In the URL we can see the options we selected! Moreover, they have been used as parameters for the URL along with their corresponding `value` attribute. The parameter names (that `Informatique`, `2009-2010`, `Bachelor semestre 1`, and `Semestre d'automne` are being set to) could be identified by navigating through our `filters` list (by going into the `td` tag and then selecting the `name` attribute of the `input` tag).

In [31]:
for field in filters:
    print(field.td.input["name"])

zz_x_UNITE_ACAD
zz_x_PERIODE_ACAD
zz_x_PERIODE_PEDAGO
zz_x_HIVERETE


`zz_*` seems to be for the string parameter name and `xx_*` for the corresponding `value` attribute. However, it is also possible to get the same HTML content without the `zz_*` parameters by adding the `ww_b_list` parameter (we found this out using Postmaster):

http://isa.epfl.ch/imoniteur_ISAP/!GEDPUBLICREPORTS.filter?ww_b_list=1&ww_i_reportmodel=133685247&ww_i_reportModelXsl=133685270&ww_x_HIVERETE=2936286&ww_x_PERIODE_ACAD=978195&ww_x_UNITE_ACAD=249847&ww_x_PERIODE_PEDAGO=249108

When checking out the HTML content, we see a new table at the bottom (corresponding to the options we see on the IS-Academia portal) with attribute `border="0"`. Let's check it out with `BeautifulSoup`.

In [34]:
r = requests.get("http://isa.epfl.ch/imoniteur_ISAP/!GEDPUBLICREPORTS.filter?ww_b_list=1&ww_i_reportmodel=133685247&ww_c_langue=&ww_i_reportModelXsl=133685270&zz_x_UNITE_ACAD=Informatique&ww_x_UNITE_ACAD=249847&zz_x_PERIODE_ACAD=2009-2010&ww_x_PERIODE_ACAD=978195&zz_x_PERIODE_PEDAGO=Bachelor+semestre+1&ww_x_PERIODE_PEDAGO=249108&zz_x_HIVERETE=Semestre+d%27automne&ww_x_HIVERETE=2936286&dummy=ok")
soup = BeautifulSoup(r.content, 'html.parser')
print(soup.prettify())

<html>
 <head>
  <meta content="text/html; charset=utf-8" http-equiv="Content-Type">
   <div>
   </div>
   <title>
   </title>
   <script src="GEDPUBLICREPORTS.txt?ww_x_path=Gestac.Base.Palette_js&amp;ww_c_langue=fr" type="text/javascript">
   </script>
   <link href="GEDPUBLICREPORTS.css?ww_x_path=Gestac.Moniteur.Style" rel="stylesheet" type="text/css">
    <link href="GEDPUBLICREPORTS.css?ww_x_path=Gestac.Moniteur.StyleNavigator" rel="stylesheet" type="text/css"/>
   </link>
  </meta>
 </head>
 <body alink="#666666" bgcolor="#ffffff" link="#666666" marginheight="0" marginwidth="5" vlink="#666666">
  <div class="filtres">
   <form action="!GEDPUBLICREPORTS.filter" method="GET" name="f">
    <input name="ww_b_list" type="hidden" value="1">
     <input name="ww_i_reportmodel" type="hidden" value="133685247">
      <input name="ww_c_langue" type="hidden" value="">
       <h1 id="titre">
        Liste des étudiants inscrits par semestre
       </h1>
       <table border="0" id="format">
 

We now see this new parameter `ww_x_GPS`. Let's follow the link for `Informatique, 2009-2010, Bachelor semestre 1` and analyze as before. The webpage now shows the corresponding list of students! With Postman, we see a `GET` request with the following URL:

http://isa.epfl.ch/imoniteur_ISAP/!GEDPUBLICREPORTS.html?ww_x_GPS=213617925&ww_i_reportModel=133685247&ww_i_reportModelXsl=133685270&ww_b_list=1&ww_x_UNITE_ACAD=249847&ww_x_PERIODE_ACAD=978195&ww_x_PERIODE_PEDAGO=249108&ww_x_HIVERETE=2936286

This is very similar to previous URL with one key difference: the new parameter `ww_x_GPS` with its corresponding value has been added to the URL.
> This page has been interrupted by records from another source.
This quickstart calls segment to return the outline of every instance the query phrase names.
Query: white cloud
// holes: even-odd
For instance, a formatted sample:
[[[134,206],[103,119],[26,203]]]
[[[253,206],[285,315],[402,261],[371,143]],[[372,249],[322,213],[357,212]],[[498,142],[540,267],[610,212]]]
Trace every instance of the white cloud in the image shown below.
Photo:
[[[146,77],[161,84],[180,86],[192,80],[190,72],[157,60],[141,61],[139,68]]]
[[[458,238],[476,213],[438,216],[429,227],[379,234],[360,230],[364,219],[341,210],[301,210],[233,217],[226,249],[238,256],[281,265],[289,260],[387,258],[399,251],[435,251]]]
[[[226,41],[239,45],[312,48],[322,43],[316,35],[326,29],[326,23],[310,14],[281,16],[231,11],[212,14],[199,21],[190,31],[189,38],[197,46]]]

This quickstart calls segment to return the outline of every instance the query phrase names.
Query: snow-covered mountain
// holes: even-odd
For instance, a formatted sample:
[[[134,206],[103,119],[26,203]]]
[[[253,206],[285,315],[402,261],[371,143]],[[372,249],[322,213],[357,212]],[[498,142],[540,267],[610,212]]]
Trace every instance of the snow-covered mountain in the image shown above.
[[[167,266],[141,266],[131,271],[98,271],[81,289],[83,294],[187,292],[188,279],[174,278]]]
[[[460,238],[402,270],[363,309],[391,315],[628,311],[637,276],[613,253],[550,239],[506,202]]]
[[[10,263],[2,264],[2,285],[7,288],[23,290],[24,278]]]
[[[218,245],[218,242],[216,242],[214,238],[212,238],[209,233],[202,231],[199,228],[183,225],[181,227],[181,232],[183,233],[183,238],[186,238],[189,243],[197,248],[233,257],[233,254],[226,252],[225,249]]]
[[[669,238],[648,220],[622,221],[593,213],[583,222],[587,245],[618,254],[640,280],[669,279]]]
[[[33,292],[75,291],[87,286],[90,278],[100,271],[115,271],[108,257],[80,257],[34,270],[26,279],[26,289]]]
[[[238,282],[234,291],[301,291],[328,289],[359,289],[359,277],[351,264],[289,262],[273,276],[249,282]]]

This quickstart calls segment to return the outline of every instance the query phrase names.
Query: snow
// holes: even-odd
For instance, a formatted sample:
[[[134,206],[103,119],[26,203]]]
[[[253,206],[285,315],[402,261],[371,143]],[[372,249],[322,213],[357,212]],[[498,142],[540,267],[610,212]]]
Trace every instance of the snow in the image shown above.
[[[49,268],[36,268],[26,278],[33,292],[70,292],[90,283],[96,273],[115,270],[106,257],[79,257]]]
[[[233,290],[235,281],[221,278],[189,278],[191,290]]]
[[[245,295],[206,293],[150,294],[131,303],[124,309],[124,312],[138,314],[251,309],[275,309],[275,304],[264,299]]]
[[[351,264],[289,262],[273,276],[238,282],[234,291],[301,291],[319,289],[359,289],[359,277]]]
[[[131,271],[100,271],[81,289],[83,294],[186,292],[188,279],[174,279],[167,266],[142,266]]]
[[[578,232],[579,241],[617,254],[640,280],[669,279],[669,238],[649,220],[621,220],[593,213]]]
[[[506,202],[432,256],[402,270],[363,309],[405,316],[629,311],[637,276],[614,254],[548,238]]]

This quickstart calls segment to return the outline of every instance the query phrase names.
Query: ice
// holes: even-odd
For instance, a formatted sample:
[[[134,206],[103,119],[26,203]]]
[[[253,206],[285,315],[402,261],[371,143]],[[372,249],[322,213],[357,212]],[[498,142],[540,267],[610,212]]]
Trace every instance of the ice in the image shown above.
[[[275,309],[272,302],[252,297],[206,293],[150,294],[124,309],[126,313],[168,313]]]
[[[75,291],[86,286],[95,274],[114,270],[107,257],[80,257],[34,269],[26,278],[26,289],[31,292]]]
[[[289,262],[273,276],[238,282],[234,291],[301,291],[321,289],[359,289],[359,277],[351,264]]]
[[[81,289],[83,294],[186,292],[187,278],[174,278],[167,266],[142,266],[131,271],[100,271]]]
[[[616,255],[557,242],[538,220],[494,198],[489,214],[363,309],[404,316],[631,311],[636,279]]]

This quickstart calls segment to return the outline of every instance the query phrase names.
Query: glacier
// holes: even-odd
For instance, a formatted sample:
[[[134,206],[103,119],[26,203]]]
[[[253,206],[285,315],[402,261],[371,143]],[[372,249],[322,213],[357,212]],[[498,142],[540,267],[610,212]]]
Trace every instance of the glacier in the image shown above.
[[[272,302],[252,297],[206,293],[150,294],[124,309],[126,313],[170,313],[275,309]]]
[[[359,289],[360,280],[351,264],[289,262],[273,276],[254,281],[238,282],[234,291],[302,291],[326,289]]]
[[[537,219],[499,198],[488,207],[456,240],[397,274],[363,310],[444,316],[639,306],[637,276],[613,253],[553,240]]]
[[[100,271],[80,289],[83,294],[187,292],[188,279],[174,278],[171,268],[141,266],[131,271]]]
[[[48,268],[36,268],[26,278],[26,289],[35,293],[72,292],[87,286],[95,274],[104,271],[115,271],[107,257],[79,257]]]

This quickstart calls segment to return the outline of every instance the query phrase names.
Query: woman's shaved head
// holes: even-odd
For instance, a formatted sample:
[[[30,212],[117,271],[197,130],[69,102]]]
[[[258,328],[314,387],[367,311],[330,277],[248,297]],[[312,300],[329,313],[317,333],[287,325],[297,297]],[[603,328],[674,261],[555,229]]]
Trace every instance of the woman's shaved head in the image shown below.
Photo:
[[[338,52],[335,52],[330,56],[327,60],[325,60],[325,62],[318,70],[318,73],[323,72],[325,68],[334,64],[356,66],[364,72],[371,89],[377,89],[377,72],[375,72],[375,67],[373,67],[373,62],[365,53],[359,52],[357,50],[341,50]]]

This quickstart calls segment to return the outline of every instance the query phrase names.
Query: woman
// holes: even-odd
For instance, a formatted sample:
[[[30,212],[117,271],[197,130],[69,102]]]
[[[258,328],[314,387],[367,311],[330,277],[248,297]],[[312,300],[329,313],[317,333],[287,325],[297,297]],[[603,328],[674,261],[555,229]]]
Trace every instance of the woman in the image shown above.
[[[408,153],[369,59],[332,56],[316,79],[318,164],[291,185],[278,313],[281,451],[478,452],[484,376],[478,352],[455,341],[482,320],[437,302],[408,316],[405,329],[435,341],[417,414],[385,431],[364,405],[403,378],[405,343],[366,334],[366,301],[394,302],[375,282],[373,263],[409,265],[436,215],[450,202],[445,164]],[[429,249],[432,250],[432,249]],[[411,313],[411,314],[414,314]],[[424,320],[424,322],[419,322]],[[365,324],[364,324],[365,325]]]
We have now "cracked" the manner in which to extract the desired HTML content from IS-Academia! The general procedure is as follows:

1. Identity the `value` attributes according to desired filters.
2. Using `requests`, build the URL for filter search results with the `value` attributes as parameters of the following base URL: http://isa.epfl.ch/imoniteur_ISAP/!GEDPUBLICREPORTS.filter?ww_b_list=1&ww_i_reportmodel=133685247&ww_c_langue=&ww_i_reportModelXsl=133685270
3. Use `BeautifulSoup` to extract the `ww_x_GPS` parameter value from the HTML content.
4. With `requests`, build the URL with the newly acquired `ww_x_GPS` value and the `value` attributes as parameters of the following base URL: http://isa.epfl.ch/imoniteur_ISAP/!GEDPUBLICREPORTS.html?ww_i_reportModel=133685247&ww_i_reportModelXsl=133685270&ww_b_list=1
5. We then have a table of students in HTML format. We can use the `read_html()` function of `pandas` in order to conveniently access the data.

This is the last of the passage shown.